Why did I go to Berlin?
By Rolando R.
Mexico, Age 15
In nineties when I was living in Querétaro, I saw a movie. It was weir. Dialogues were in different languages. I didn’t recognize them. Trying to follow the flow (I tried to fit in that awkward environment) I pretended to understand everything, but I didn’t. In fact, that movie has been the strangest movie I have seen in my life. But I kept it on my mind. I knew someday I would be back to it.
That movie was called “Wings of Desire”, by Win Wenders, a German filmmaker, and two years after, I was taking a movie class, and I had to watch it again, and make a little essay about it. It was exhausted. It’s a complicated movie. One needs to have many historical references to understand it, I used to think. That’s not true.
What you need to have is stomach, and everything what’s in it: like liver, kidneys, lungs, guts. There isn’t another way to see the movie. Then, I understood why I felt what I felt. Nowadays almost ten years since then, I can see the loneliness of my liver, pouring hopes; I can see the hopeless of my lungs when I try to breath and there’s not air, the air is so infested, that digs in them making holes; I can feel the silence of my kidneys, they are dried, they don’t produce more liquids anymore; I can feel how my guts are walking around in middle of nothing.

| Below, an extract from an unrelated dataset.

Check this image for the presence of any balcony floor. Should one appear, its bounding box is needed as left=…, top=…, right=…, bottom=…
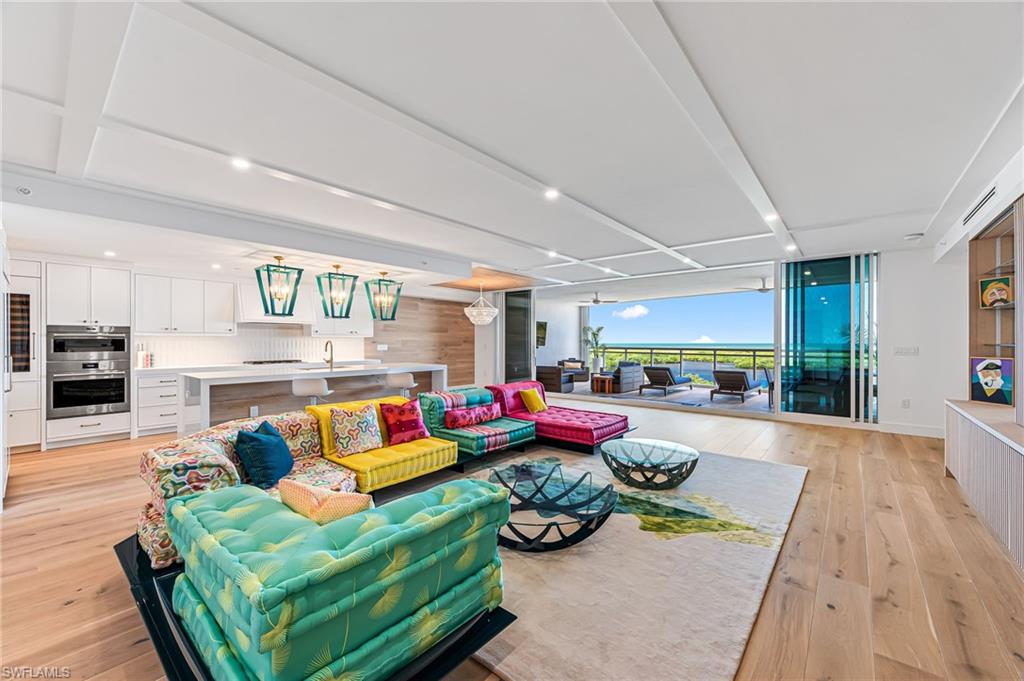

I don’t know, but I was lucky in going to Berlin, and I went to the angel, and felt the same loneliness that dragged Bono in the video. The angel is there, alone, looking at the sky, indifferent to me. I could see the wall, Brandenburg’s Gate and its horses, brave horses, like if they were ready to start a race, or a war? Who knows?
That’s why I went to Berlin, in those days where the weather was rainy, and the fog was the wall between me and Berlin.